It’s nearly the start of the summer holidays at the universities I teach at. I wanted to set something to do for the students so that they use English but don’t require me to come back to a large volume of marking. Not many of my students read enough, so I thought some poetry might be good. It’s short, interesting and probably something that they would not think about choosing themselves.
What’s the task?
The task is reading for pleasure. It is absolutely non-compulsory. It’s the summer and not everyone is lazy. Part-time jobs get busier, as do familial and social obligations.
So, why and how did you elaborate the poems?
According to Michael Long (2015) elaborated texts are richer and therefore provide more in the way of natural, comprehensible input as opposed to simplified texts. You can’t really add a ‘which means X’ clause in a poem line, though. What I can do is make in-patient pop ups appear with corpus data, pictures and questions. I chose to do it on the internet because Beatty (2012)says that it offers useful affordances for elaboration.
I used the Bootstrap framework to design the site, which means it’s grey but it is responsive to mobile devices.
The websites I used for elaboration were SKELL and Duck Duck Go. Note that Google and Twitter do not let you embed their pages in iframe tags (tags that let you display other websites in your web page).
It’s not perfect; the design could be better and I’d like bigger type in mobile view. For a few hours work, I think I did OK.
References
Long, M. (2015) Second Language Acquisition and Task-Based Language Teaching. London: Wiley.
Beatty, K. (2012) Teaching and Researching Computer Aided Language Learning. London: Routledge.

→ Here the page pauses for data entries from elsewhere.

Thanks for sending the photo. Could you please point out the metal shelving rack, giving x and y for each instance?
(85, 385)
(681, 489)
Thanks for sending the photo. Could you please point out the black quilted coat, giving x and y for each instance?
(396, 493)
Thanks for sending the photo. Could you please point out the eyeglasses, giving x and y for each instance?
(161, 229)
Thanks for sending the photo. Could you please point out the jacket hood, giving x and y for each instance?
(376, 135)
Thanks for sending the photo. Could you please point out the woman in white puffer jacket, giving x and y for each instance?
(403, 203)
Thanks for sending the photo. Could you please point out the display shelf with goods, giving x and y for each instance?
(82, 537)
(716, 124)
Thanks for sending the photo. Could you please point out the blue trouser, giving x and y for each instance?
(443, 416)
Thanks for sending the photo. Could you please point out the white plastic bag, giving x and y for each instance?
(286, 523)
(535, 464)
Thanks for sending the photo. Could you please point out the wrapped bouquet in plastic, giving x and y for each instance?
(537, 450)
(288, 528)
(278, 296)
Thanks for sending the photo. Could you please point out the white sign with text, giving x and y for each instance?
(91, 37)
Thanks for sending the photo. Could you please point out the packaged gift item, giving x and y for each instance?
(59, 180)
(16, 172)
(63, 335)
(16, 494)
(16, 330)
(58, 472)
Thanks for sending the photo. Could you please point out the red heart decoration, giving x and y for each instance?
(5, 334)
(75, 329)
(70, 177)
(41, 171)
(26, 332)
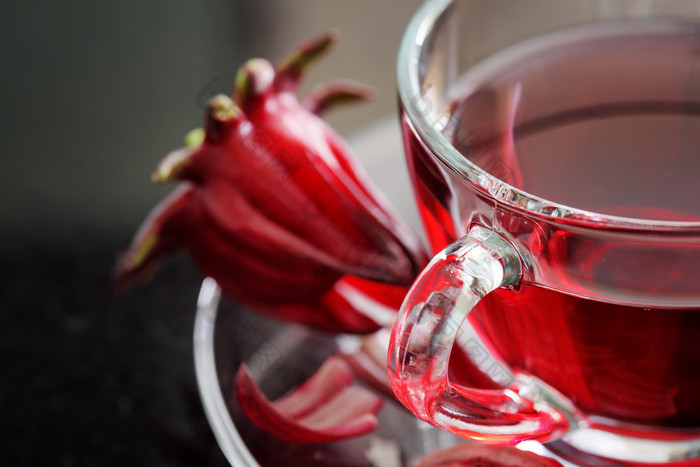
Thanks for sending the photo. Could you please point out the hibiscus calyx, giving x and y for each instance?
(273, 206)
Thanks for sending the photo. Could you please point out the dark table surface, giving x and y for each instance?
(91, 378)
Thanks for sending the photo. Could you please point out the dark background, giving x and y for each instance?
(93, 95)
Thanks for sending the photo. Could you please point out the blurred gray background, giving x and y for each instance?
(94, 93)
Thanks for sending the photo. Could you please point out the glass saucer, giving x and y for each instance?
(280, 356)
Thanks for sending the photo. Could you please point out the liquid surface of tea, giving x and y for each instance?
(605, 119)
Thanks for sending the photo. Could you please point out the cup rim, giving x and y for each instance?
(417, 32)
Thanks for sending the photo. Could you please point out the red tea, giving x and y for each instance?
(605, 119)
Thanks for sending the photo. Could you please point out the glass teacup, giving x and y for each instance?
(554, 149)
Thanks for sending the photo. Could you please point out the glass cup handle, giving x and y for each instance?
(426, 330)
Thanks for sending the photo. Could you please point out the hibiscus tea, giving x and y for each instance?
(606, 119)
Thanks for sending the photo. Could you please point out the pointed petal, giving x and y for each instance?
(253, 79)
(222, 116)
(292, 67)
(369, 361)
(334, 409)
(194, 138)
(336, 93)
(162, 232)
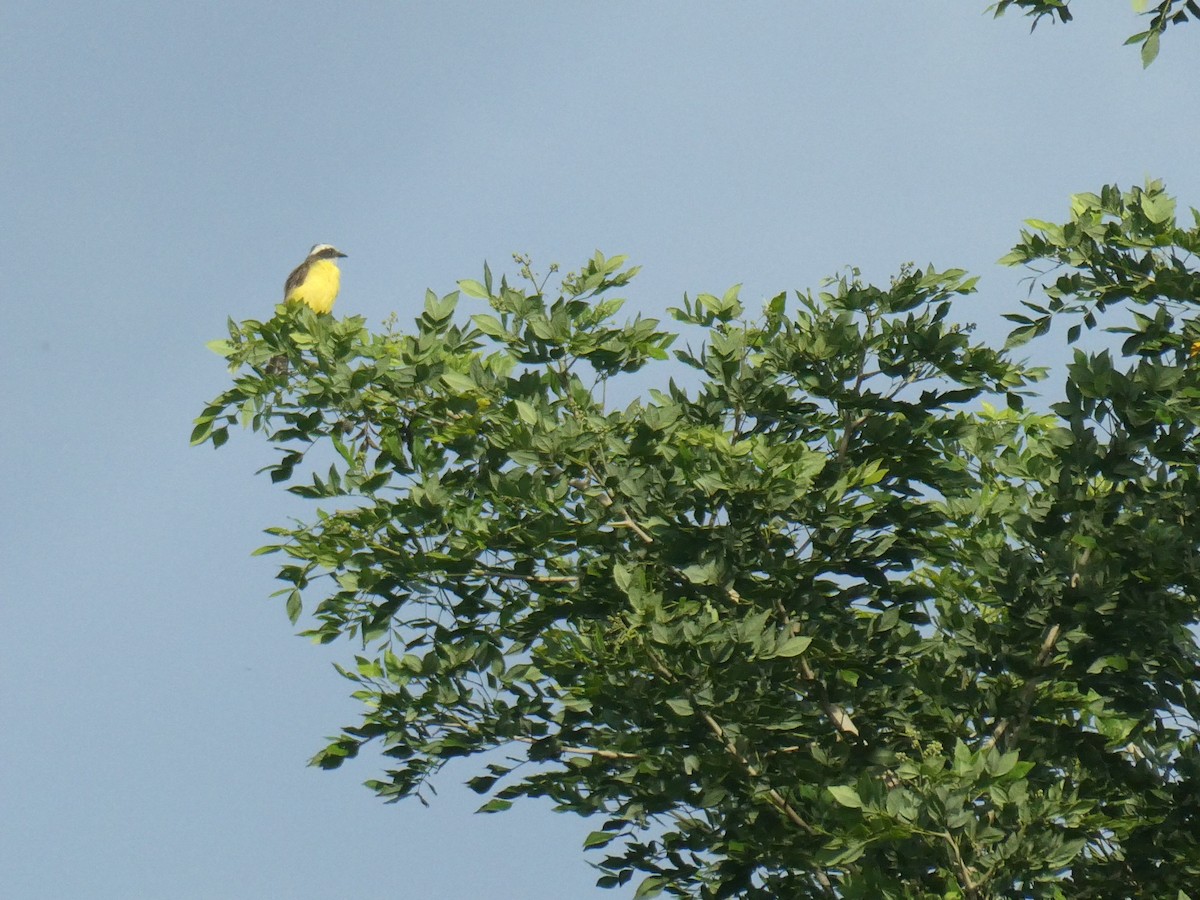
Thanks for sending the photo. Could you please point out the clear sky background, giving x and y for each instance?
(165, 166)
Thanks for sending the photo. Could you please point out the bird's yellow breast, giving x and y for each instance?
(318, 288)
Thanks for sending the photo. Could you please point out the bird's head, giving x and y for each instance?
(324, 251)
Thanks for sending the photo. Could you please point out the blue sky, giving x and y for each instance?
(166, 165)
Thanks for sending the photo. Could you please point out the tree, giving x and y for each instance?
(1167, 12)
(833, 612)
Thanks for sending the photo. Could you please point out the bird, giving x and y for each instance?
(316, 281)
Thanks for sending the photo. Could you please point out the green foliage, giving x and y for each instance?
(1167, 12)
(823, 611)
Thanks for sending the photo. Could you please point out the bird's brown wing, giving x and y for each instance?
(297, 277)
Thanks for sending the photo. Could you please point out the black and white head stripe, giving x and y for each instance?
(324, 251)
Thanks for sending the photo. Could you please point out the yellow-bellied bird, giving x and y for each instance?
(316, 280)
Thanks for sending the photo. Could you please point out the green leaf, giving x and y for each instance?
(681, 707)
(294, 606)
(1150, 49)
(473, 288)
(651, 887)
(496, 805)
(846, 796)
(489, 324)
(792, 647)
(460, 383)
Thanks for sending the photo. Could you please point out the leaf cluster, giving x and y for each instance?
(831, 613)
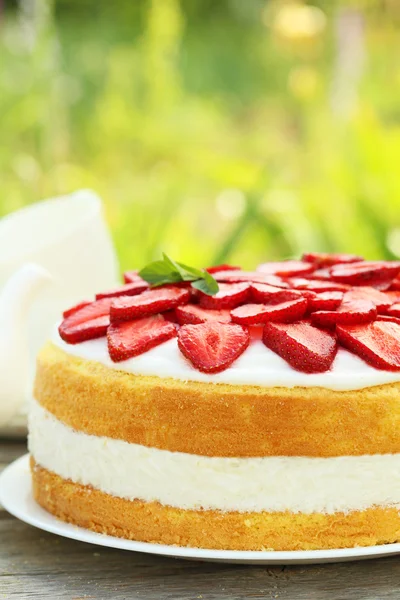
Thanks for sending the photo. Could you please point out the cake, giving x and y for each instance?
(227, 409)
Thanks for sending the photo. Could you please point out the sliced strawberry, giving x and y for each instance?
(249, 276)
(229, 296)
(388, 318)
(135, 337)
(219, 268)
(129, 289)
(320, 259)
(377, 343)
(192, 314)
(212, 347)
(381, 300)
(325, 301)
(87, 323)
(70, 311)
(395, 284)
(151, 302)
(285, 312)
(393, 295)
(132, 276)
(365, 272)
(286, 268)
(319, 274)
(394, 310)
(349, 312)
(316, 285)
(303, 346)
(382, 286)
(262, 292)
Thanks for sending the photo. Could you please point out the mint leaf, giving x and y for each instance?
(161, 272)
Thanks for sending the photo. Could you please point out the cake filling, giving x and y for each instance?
(272, 484)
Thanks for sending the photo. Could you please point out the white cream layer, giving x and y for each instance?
(257, 366)
(131, 471)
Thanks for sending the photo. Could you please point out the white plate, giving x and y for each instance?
(16, 497)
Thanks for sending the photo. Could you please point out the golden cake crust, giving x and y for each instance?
(153, 522)
(217, 419)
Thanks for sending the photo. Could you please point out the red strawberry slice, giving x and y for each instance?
(87, 323)
(262, 292)
(377, 343)
(129, 289)
(365, 272)
(303, 346)
(320, 259)
(219, 268)
(319, 274)
(229, 296)
(135, 337)
(212, 347)
(381, 300)
(315, 285)
(325, 301)
(70, 311)
(286, 268)
(388, 318)
(249, 276)
(285, 312)
(395, 284)
(132, 276)
(192, 314)
(394, 310)
(349, 312)
(394, 296)
(147, 303)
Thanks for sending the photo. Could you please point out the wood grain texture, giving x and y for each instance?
(35, 565)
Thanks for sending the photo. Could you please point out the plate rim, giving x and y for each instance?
(17, 473)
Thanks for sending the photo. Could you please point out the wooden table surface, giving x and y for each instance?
(35, 564)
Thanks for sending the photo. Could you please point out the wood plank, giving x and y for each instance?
(38, 565)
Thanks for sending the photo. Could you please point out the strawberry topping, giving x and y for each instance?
(349, 312)
(377, 343)
(212, 347)
(287, 268)
(388, 318)
(131, 338)
(381, 300)
(358, 300)
(192, 314)
(365, 272)
(151, 302)
(89, 322)
(229, 296)
(129, 289)
(315, 285)
(249, 276)
(262, 292)
(219, 268)
(320, 259)
(325, 301)
(303, 346)
(394, 310)
(285, 312)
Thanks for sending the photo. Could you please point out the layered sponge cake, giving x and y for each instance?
(227, 409)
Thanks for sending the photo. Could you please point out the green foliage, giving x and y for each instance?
(232, 136)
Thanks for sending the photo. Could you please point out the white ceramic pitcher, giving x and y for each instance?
(52, 254)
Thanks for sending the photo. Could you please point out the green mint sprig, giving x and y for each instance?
(161, 272)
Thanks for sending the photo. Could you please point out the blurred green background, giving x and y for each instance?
(237, 130)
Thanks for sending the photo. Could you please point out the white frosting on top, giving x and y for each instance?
(296, 484)
(256, 366)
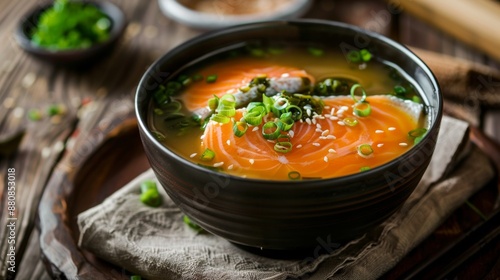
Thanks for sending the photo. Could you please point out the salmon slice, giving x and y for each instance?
(231, 75)
(323, 148)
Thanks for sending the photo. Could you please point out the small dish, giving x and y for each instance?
(73, 56)
(175, 10)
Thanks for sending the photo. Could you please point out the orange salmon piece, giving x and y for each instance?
(324, 148)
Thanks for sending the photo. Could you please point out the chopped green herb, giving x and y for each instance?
(211, 78)
(71, 25)
(149, 194)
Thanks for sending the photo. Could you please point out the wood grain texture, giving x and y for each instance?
(472, 22)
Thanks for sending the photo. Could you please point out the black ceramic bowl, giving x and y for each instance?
(70, 57)
(289, 215)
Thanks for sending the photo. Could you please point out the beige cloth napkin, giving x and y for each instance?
(156, 244)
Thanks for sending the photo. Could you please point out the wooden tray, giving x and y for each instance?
(113, 155)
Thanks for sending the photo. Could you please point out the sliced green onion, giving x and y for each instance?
(268, 102)
(362, 109)
(213, 103)
(365, 55)
(207, 155)
(226, 112)
(149, 194)
(191, 224)
(228, 100)
(240, 128)
(220, 119)
(281, 103)
(365, 150)
(283, 147)
(253, 118)
(294, 175)
(354, 56)
(350, 121)
(364, 168)
(296, 112)
(244, 89)
(417, 132)
(285, 124)
(353, 91)
(271, 130)
(211, 78)
(315, 51)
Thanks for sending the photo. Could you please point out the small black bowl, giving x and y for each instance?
(289, 215)
(73, 56)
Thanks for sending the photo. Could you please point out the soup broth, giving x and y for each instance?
(288, 113)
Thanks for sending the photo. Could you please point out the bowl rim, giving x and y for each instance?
(179, 12)
(111, 10)
(434, 124)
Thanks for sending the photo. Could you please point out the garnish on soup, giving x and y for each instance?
(300, 113)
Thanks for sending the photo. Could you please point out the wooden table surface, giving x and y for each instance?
(107, 89)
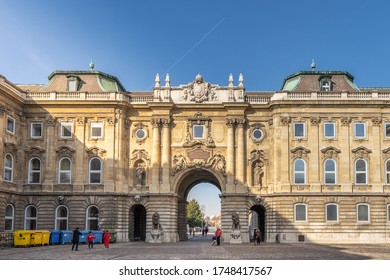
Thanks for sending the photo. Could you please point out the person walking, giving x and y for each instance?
(76, 239)
(90, 238)
(106, 239)
(218, 234)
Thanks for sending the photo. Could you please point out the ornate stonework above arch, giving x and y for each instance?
(361, 152)
(300, 152)
(330, 152)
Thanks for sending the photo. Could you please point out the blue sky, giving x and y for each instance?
(133, 40)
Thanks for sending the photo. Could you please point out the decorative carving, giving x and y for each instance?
(315, 120)
(300, 152)
(285, 120)
(216, 162)
(376, 120)
(346, 120)
(95, 151)
(330, 152)
(361, 152)
(140, 155)
(199, 91)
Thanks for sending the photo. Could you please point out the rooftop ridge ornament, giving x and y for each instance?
(91, 65)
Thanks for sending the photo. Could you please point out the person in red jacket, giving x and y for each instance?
(90, 239)
(106, 239)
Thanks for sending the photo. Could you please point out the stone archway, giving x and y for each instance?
(258, 220)
(137, 223)
(188, 179)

5 Replies to “Notes on Web Design for Elaborated Texts”
Comments are closed.
This looks great, Mark, but I’m little worried by the fact that I can’t find you on Twitter anymore. :-/
Hana, thanks for your concern. I am no longer on Twitter. I deleted my account. Expect more blogging to compensate.
I mean *a* little worried, of course. 🙂
Look how concerned I am – I even misspelled your name! 🙂 Take care!